Partial consistent adversarial unified framework for unsupervised non-contrast CT cross-domain adaptation and segmentation

If kidney tumors can be segmented using non-contrast computed tomography (NC-CT) imaging alone, it would represent a major clinical advancement. Yet, to our best knowledge, existing kidney tumor segmentation methods rely heavily on high-resolution, high-sensitivity Contrast-Enhanced Computed Tomography (CE-CT) imaging due to the challenges of complex anatomy and morphology and weak boundaries of tumors. Moreover, these methods typically treat domain adaptation and segmentation as Separate Steps, with a primary focus on global domain adaptation, lacking the ability to prioritize tumor. To address above challenges, we propose a novel Unified Cross-domain Adaptation and Segmentation (UCAS) framework for unsupervised NC-CT kidney tumor adaptation and segmentation. Specifically, (1) UCAS integrates domain adaptation and segmentation into a novel unified framework, making the domain adaptation tumor-sensitive and addressing the limitations in focusing on tumor semantics during domain adaptation. (2) To bridge domain adaptation and segmentation, a novel Partial Consistent learning is proposed that leverages the partial semantics of tumors from synthetic CE-CT imaging to directly guide the domain adaptation. Furthermore, to address low-contrast and low-sensitivity challenges of tumor in NC-CT imaging, (3) a novel Partial Adversarial Learning is proposed to maintain the consistency between CE-CT and synthetic CE-CT imaging within local tumor semantic space.

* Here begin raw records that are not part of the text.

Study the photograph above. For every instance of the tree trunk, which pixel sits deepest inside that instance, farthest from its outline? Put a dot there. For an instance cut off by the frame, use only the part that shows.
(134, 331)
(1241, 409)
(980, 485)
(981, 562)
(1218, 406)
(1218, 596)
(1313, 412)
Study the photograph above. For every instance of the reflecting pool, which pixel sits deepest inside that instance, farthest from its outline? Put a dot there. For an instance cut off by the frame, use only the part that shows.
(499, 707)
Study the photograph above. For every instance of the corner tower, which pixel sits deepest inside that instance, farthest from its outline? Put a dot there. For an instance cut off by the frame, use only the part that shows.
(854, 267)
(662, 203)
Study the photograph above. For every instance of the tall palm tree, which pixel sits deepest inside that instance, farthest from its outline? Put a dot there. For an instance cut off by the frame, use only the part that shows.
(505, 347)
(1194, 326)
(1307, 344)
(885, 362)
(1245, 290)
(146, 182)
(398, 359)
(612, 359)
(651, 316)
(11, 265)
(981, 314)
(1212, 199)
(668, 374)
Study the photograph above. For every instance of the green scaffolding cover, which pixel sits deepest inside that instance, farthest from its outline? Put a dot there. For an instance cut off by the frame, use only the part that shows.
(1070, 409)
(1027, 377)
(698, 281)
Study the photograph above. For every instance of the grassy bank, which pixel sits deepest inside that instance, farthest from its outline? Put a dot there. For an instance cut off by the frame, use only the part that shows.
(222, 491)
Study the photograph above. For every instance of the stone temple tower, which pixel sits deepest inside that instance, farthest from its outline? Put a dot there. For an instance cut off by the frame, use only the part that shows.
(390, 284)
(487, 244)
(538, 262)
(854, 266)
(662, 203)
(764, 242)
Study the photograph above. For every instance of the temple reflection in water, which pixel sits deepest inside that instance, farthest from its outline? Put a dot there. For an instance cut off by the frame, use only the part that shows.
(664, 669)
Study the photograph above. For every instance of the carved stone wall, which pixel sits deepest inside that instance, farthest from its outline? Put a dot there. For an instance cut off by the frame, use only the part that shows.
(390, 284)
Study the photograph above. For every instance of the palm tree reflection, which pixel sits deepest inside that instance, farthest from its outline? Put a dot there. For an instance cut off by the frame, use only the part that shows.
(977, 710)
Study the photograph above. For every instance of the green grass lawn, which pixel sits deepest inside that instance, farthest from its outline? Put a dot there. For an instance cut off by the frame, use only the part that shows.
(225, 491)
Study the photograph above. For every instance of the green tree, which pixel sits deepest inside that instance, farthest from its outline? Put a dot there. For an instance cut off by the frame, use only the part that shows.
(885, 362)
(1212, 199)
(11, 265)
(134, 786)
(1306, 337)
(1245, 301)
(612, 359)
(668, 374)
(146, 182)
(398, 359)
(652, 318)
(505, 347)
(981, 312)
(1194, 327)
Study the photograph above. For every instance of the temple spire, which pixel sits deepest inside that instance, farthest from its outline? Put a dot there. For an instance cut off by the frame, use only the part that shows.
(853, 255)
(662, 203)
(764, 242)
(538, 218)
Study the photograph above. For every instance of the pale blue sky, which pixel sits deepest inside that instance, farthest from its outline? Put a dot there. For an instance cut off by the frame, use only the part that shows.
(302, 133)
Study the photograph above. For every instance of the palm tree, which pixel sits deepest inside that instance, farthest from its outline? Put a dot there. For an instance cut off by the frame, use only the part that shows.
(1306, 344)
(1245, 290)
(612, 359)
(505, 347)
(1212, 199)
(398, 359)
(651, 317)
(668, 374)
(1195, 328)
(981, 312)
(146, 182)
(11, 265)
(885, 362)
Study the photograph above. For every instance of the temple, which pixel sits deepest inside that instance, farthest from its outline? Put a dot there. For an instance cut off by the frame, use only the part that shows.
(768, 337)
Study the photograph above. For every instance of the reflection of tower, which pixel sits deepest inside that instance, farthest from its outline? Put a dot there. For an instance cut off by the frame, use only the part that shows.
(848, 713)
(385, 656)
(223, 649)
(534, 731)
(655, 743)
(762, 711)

Moreover, to eliminate the semantic gap between the adaptation and segmentation tasks, (4) an effective Semantic Contrastive Learning aligns the domain adaptation and segmentation. The experimental results evaluated from segmentation and domain adaptation affirm that UCAS can segment kidney tumors from NC-CT imaging, outperforming state-of-the-art cross-domain segmentation methods and demonstrating significant clinical value.